LCA methodology is used to evaluate the mass balance of inputs and outputs of systems and to organise and convert those flows into measures of environmental impact. The result is a life-cycle inventory, which is converted into simpler indicators that form a life-cycle impact assessment. Such analysis goes in hand with assessment of the cost implications of new materials, which must be balanced with environmental concerns and profitability.
‘The cost of development will be weighed against the market attractiveness,’ says Kay. ‘Leading-edge companies with strong R&D capability can exploit many new opportunities.’
The world’s major packaging companies will inevitably continue to work on new materials in-house, but research is also thriving among specialist developers of advanced materials.
‘Use of rPET is brand owner led, but involves a range of technology companies that come from outside the traditional PET industry to develop the product,’ Kay says. ‘Research can also be facilitated by external funding bodies to steer collaboration. Other innovations come from outside the industry, and universities are a key source. Some technologies are taken up by individual packaging companies and it is important to ensure that these projects are strongly led internally and bring in the specific skills necessary to carry them forward.’
A key element in bringing new materials to market is collaboration within the industry. So far, projects like WRAP have been able to capitalise on the growing willingness of companies to share their experiences, problems and best practices. ‘In my experience, industry collaboration can work on a number of levels,’ notes Kay. ‘Legislation plays an important part in harmonising the choice of material for food contact, or its ability to be recycled or its contribution to material reduction. The Courtauld Commitment is a good example of retailers coming together and bringing brand owners to tackle packaging reduction/waste.’
The Courtauld Commitment is an agreement between WRAP and 25 leading grocery organisations in the UK intended to lead to new packaging solutions and technologies to reduce waste and minimise the industry’s environmental impact. Key signatories include Tesco, Heinz, Northern Foods and Unilever.
Kay feels such projects have the right intentions, and that industry-led programmes may be more effective than company-led initiatives. ‘The Wal-Mart Scorecard may bring the desired results, but it could come across as a retailer instructing suppliers to reduce packaging,’ he warns.
Perhaps there is more benefit to be derived from industry-led collaboration, and WRAP suggests that this can work well, though Kay notes that funding for the project will be reduced.
Collaborative schemes such as WRAP have assisted in driving through the use of ‘R’ content.

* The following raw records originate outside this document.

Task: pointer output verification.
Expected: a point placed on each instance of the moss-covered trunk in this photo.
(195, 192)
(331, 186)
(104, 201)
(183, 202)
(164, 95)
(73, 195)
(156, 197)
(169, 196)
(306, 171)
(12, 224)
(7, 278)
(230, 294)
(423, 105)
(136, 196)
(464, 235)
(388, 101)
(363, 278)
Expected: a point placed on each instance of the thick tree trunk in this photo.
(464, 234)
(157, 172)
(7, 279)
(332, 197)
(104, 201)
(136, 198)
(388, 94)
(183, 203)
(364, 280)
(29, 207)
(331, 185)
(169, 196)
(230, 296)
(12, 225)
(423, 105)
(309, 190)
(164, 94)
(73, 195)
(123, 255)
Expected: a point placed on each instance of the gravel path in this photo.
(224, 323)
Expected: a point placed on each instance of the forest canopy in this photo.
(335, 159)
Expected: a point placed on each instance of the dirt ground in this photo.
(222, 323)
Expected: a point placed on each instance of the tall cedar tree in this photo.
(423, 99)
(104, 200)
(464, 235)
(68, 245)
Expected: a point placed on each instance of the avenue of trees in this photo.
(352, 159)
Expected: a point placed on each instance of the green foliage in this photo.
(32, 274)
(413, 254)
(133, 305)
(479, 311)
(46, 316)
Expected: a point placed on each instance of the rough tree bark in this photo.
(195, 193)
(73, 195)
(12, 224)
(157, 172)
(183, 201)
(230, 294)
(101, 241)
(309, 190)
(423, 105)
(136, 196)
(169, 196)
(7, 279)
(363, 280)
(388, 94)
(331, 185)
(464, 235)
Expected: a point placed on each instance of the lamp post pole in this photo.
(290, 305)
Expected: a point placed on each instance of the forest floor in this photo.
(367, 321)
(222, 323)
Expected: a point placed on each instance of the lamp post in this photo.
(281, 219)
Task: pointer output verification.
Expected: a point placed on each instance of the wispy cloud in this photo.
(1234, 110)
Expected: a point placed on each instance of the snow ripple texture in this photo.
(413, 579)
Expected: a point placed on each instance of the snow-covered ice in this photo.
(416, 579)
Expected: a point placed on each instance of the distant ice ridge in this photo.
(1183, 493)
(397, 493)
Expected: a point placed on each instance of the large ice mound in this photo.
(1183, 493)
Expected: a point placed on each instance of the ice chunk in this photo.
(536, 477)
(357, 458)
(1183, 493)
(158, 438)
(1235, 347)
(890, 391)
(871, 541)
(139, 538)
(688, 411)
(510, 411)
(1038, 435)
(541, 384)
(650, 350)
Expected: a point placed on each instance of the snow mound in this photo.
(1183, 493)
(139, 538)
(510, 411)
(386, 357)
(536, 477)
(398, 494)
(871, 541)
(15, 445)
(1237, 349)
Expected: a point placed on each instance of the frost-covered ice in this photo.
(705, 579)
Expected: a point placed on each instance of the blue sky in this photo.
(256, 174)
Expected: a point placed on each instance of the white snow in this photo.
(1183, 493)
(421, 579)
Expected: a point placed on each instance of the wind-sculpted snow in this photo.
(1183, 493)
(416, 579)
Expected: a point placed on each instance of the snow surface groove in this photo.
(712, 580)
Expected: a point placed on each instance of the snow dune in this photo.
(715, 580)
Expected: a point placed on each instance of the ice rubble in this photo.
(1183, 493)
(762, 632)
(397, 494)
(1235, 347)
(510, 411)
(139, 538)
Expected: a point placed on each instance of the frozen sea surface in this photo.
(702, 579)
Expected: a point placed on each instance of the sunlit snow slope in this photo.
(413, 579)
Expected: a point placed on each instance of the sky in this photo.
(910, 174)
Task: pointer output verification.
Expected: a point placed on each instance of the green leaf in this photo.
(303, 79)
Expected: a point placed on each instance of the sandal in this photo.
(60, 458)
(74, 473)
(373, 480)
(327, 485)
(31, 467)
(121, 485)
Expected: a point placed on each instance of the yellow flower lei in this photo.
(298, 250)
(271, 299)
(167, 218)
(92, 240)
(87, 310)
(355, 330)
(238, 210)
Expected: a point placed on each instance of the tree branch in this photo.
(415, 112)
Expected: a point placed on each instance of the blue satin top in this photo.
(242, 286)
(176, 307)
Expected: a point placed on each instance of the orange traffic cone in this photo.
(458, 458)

Other schemes, such as those backed by the EU and the UK’s Department of Trade and Industry have been less specifically focused on packaging. Kay believes that levels of collaboration within the packaging industry are good and have the potential deliver far more value in the future.
‘Supply chains are becoming more integrated; materials recovered through waste and materials collection from the raw feedstock, especially paper,’ he says. ‘Shared initiatives involving synergistic or non-competing companies seem to work best.’
Provided the industry can pull together, it has an opportunity to push materials science forward in the next few years and change the way many people perceive the packaging sector.